Se da un lato i medicinali mi tolgono le forze che mi permettono di essere autosufficiente, dall’altro il Signore mi dona l’aiuto di medici attenti e scrupolosi e dei fratelli: la coordinatrice del gruppo, Teresa, mi ospita per due mesi a casa sua, trovo persone di fiducia che mi affiancano negli spostamenti, da e per l’ospedale e, quando torno a casa, continuano ad aiutarmi.
Le difficoltà si sentono, queste cure sono risolutive per le cellule malate, ma anche invasive per quelle sane, soprattutto per quelle del sistema immunitario. Così, durante lo scorso inverno, per consiglio medico, sono costretta a rimanere in casa da sola, con pochi contatti con il mondo esterno.
Proprio nei momenti di sconforto, che sono inevitabili con la malattia, l’essere parte del gruppo del Rinnovamento, mi è di grande aiuto per non cadere in depressione.

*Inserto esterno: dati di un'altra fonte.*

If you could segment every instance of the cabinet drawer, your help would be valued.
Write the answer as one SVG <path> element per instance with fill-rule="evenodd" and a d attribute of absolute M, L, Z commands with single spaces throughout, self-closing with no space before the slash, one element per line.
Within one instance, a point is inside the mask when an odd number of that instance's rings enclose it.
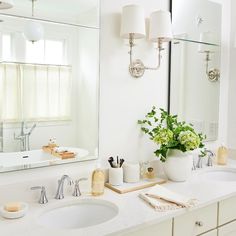
<path fill-rule="evenodd" d="M 219 225 L 236 220 L 236 197 L 219 202 Z"/>
<path fill-rule="evenodd" d="M 174 236 L 194 236 L 217 227 L 217 203 L 174 219 Z"/>
<path fill-rule="evenodd" d="M 114 234 L 113 234 L 114 235 Z M 148 226 L 145 228 L 134 229 L 127 233 L 118 233 L 117 236 L 172 236 L 172 220 Z"/>
<path fill-rule="evenodd" d="M 226 224 L 218 229 L 218 236 L 235 236 L 236 221 Z"/>

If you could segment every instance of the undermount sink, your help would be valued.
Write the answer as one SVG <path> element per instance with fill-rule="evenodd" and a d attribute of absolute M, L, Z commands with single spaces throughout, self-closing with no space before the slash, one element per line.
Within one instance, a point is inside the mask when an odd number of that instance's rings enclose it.
<path fill-rule="evenodd" d="M 41 214 L 38 223 L 55 229 L 80 229 L 111 220 L 118 207 L 105 200 L 83 199 Z"/>
<path fill-rule="evenodd" d="M 201 176 L 211 181 L 233 182 L 236 181 L 236 169 L 208 170 L 201 173 Z"/>

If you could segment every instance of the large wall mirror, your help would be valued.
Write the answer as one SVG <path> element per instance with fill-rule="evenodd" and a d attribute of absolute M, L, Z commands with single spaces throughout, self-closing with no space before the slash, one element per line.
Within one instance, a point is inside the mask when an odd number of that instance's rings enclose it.
<path fill-rule="evenodd" d="M 218 137 L 221 8 L 208 0 L 172 0 L 169 110 Z"/>
<path fill-rule="evenodd" d="M 0 21 L 0 172 L 96 159 L 99 0 L 14 0 Z"/>

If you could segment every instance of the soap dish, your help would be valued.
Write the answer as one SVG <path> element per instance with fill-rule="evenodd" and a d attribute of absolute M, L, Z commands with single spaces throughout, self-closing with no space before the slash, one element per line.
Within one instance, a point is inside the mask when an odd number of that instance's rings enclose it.
<path fill-rule="evenodd" d="M 21 202 L 21 210 L 16 211 L 16 212 L 9 212 L 4 209 L 4 206 L 0 207 L 0 214 L 2 217 L 7 218 L 7 219 L 17 219 L 23 217 L 26 212 L 28 211 L 28 204 L 25 202 Z"/>

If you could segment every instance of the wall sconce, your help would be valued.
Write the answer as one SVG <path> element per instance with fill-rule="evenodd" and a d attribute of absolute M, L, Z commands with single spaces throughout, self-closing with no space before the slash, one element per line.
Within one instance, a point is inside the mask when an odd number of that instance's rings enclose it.
<path fill-rule="evenodd" d="M 149 40 L 157 43 L 158 62 L 155 67 L 145 66 L 140 59 L 133 60 L 134 40 L 146 36 L 145 16 L 142 7 L 138 5 L 123 7 L 120 36 L 129 39 L 129 72 L 132 77 L 142 77 L 145 70 L 158 70 L 161 65 L 161 51 L 164 50 L 163 43 L 169 42 L 173 38 L 170 12 L 159 10 L 153 12 L 150 16 Z"/>
<path fill-rule="evenodd" d="M 206 53 L 205 61 L 206 61 L 206 74 L 208 80 L 211 82 L 217 82 L 220 79 L 220 70 L 217 68 L 209 69 L 209 62 L 211 61 L 210 55 L 216 51 L 217 45 L 212 45 L 216 41 L 215 35 L 208 31 L 200 34 L 200 42 L 198 46 L 198 52 Z M 204 43 L 204 44 L 203 44 Z"/>

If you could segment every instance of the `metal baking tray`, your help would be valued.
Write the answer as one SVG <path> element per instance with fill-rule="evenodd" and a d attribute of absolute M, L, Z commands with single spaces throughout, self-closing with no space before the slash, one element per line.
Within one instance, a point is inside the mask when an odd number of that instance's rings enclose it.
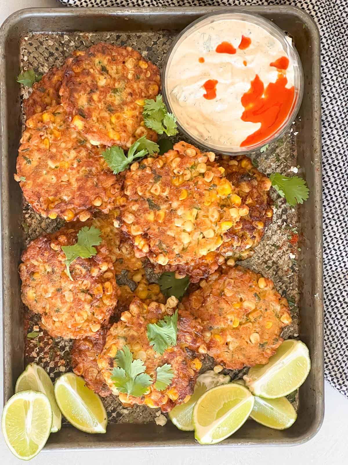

Grazie ai media online, posso seguire a distanza le riunioni settimanali e organizzare il Seminario di vita nuova nello Spirito per i nuovi fratelli del gruppo.
Nel preparare una riflessione, leggendo il Catechismo della Chiesa Cattolica, la mia attenzione cade sul ricordo della sofferenza di Gesù nell’orto degli ulivi e della sua ultima notte passata in preghiera. Avrebbe desiderato il conforto dei discepoli, ma essi dormivano.
Ed è proprio in quel momento che dentro di me è scattato qualcosa che mi ha ridestata dallo stesso torpore. Mi sono vista riversa sulla mia situazione, bloccata ed impaurita, cieca alla vista di Gesù che, poco lontano da me, soffriva per la mia incapacità di vedere tutto ciò che Lui stava facendo per me. In quel momento, mi sono accorta che non ero sola come credevo, ma vicino a me c’era un sacco di gente pronta ad aiutarmi, a soffrire per i miei momenti di difficoltà e a gioire per i miglioramenti. Mi sono accorta che la paura che avevo, altro non era che una manifestazione del mio egoismo, perché in fondo io non volevo soffrire.
Così ho iniziato ad offrire le mie difficoltà per la conversione dei peccatori e per la guarigione delle molte persone in tutto il mondo che stavano peggio di me e a pregare attraverso la lode e l’invocazione dello Spirito Santo; in questo modo la mia strada in salita, è divenuta sempre meno pesante e difficile. Così ho terminato i due cicli di chemioterapia che hanno portato alla remissione totale del carcinoma. Con l’intervento, seguito da un ciclo di radioterapia, sono stata dichiarata fuori pericolo.
Per il magnifico risultato ottenuto, sono qui con voi, per ringraziare tutti i medici e gli infermieri dell’Ospedale di Verduno e i medici di base che mi hanno seguita passo dopo passo in questi mesi, intervenendo magistralmente in tutti i momenti di difficoltà incontrati. Ringrazio i miei parenti, in particolar modo la mamma di mia cognata, mia cugina Milena, Teresa e la sua famiglia, Agnese e Margherita, i fratelli e le sorelle del gruppo, oltre ai fedeli del Santuario che non hanno mai smesso di pregare per me.
Ringrazio, inoltre, le mie ex colleghe di lavoro e tutte le persone che mi hanno aiutata e ancora oggi mi sono vicine. Ma in particolare il mio grazie più grande va alla Vergine dei Fiori, la cui presenza ho sentito vicino a me come una Madre e che, come accadde a Egidia Mathis nel 1336, ha ascoltato il grido di una sua figlia e in suo soccorso è intervenuta".